Robert Horton is a Scarecrow board member and a longtime film critic. He will be contributing a series of “critic’s notes” to the Scarecrow blog—a chance to highlight worthy films playing locally and connecting them to the riches of Scarecrow’s collection.
This week’s online opening doesn’t seem to be involved in revenue-sharing with theaters, so remember you can still do that with Spaceship Earth and Scarecrow. In the meantime, I needed to keep up with the latest in a series with Steve Coogan and Rob Brydon. You can rent the previous Trip installments at the re-opened Scarecrow Video pickup window, needless to say.
The Trip to Greece
The previous Trip movie left off with Steve Coogan being chased by terrorists across a North African desert, a welcome bit of surrealism that would not have been out of place in a Bob Hope-Bing Crosby Road picture (as I said in my Seattle Weekly review).
It comes as something of a disappointment that this daffy cliffhanger has been tossed aside with a couple of lines of dialogue in the follow-up film, The Trip to Greece. The new one retreats to the usual formula—pleasant enough, if a little tired. This time Coogan, Rob Brydon, and director Michael Winterbottom take their traveling shtick to the land of the classics, where echoes of The Odyssey don’t work quite as well as the Don Quixote references in The Trip to Spain, its predecessor (for my money, the funniest movie in the series).
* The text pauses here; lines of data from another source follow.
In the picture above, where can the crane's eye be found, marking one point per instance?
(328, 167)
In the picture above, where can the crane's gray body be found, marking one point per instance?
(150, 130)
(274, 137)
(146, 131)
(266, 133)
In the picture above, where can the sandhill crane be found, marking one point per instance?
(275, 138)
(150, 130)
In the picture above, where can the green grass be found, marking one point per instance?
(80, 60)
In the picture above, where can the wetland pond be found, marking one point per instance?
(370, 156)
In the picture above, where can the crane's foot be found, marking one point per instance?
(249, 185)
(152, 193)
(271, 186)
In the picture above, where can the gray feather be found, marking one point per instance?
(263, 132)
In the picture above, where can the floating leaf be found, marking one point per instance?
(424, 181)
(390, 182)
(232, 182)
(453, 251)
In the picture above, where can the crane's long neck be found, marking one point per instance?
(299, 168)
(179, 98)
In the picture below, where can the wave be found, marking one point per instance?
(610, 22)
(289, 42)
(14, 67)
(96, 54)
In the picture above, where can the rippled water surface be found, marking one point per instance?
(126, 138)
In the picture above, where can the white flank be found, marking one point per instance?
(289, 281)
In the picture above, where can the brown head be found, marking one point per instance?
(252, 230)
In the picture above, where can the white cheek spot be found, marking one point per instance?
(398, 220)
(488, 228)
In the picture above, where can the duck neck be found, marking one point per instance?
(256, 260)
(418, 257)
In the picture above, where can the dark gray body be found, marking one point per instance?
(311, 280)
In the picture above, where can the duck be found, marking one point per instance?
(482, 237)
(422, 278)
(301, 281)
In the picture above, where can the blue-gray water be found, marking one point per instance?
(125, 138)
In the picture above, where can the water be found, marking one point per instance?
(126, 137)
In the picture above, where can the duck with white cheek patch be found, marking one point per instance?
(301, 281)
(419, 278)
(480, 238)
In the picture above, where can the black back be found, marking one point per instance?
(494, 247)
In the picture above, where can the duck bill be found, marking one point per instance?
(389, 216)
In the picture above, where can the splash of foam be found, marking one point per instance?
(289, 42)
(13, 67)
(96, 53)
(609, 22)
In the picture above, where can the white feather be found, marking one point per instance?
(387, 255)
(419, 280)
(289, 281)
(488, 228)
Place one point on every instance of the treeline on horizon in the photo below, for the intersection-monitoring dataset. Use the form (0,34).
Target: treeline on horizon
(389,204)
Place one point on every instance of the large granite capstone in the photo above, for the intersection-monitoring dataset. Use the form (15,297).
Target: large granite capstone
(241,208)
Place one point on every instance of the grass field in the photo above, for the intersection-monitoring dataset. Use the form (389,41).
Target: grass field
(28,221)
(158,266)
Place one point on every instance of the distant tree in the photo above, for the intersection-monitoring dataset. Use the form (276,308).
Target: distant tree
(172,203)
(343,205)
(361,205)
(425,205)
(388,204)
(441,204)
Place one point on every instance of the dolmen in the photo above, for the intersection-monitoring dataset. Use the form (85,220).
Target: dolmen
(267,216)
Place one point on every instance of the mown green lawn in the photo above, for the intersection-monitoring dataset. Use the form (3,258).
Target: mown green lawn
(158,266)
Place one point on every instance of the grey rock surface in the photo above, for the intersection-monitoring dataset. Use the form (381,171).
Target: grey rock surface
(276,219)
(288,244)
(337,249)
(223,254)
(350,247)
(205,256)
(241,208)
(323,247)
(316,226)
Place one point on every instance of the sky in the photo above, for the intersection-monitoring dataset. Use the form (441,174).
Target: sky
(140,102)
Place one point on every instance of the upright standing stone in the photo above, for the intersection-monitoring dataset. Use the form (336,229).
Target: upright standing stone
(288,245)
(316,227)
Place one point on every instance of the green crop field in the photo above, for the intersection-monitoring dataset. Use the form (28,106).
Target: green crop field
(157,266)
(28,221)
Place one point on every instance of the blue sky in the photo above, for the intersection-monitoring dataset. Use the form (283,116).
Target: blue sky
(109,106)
Everybody’s a little bit older, and even as the two semi-friends make their way through a string of four-star Greek restaurants, the subject of mortality flickers. The nearness of a refugee camp clouds the sunny outlook of a drive through the olive trees, and a German waitress’s innocent question in the middle of a meal—“Do you want to continue?”—sounds ominously existential. This thread will continue through the film’s melancholy final stanza, following the trajectory of most of the other chapters. This has been signaled throughout the series by the soundtrack; even during the inspired bouts of joke-cracking and manic celebrity impressions, there was always Michael Nyman’s music (from Winterbottom’s Wonderland) to sadden the action. I think I actually like Spain the most because it flies off toward silliness at the end rather than rumination.
Things are perhaps just a little too settled overall in Greece, the rivalry between Coogan and Brydon now merely a routine, the romances of the past now mellowed into gesture. It’s still funny, and the impersonations are splendid. You still treasure the little anxieties about behavior; at what age, for instance, does one become too old to wear T-shirts with logos on them? Coogan always has a fussy opinion about these things.
They collaborators are allegedly going to take a break now, which sounds like a good idea. But I really have enjoyed these films, especially the subject of how men are measured by performance—in this case, two comedians one-upping each other, but in the larger sense (as when Coogan and Brydon take a competitive swim in the Aegean) the spectacle of men expected to define themselves through achievement and alpha-standards. They might be passing through the beauties of Italy or Greece, but Coogan and Brydon will still be peacocking their Mick Jagger impressions to death.
Robert Horton is a member of the National Society of Film Critics.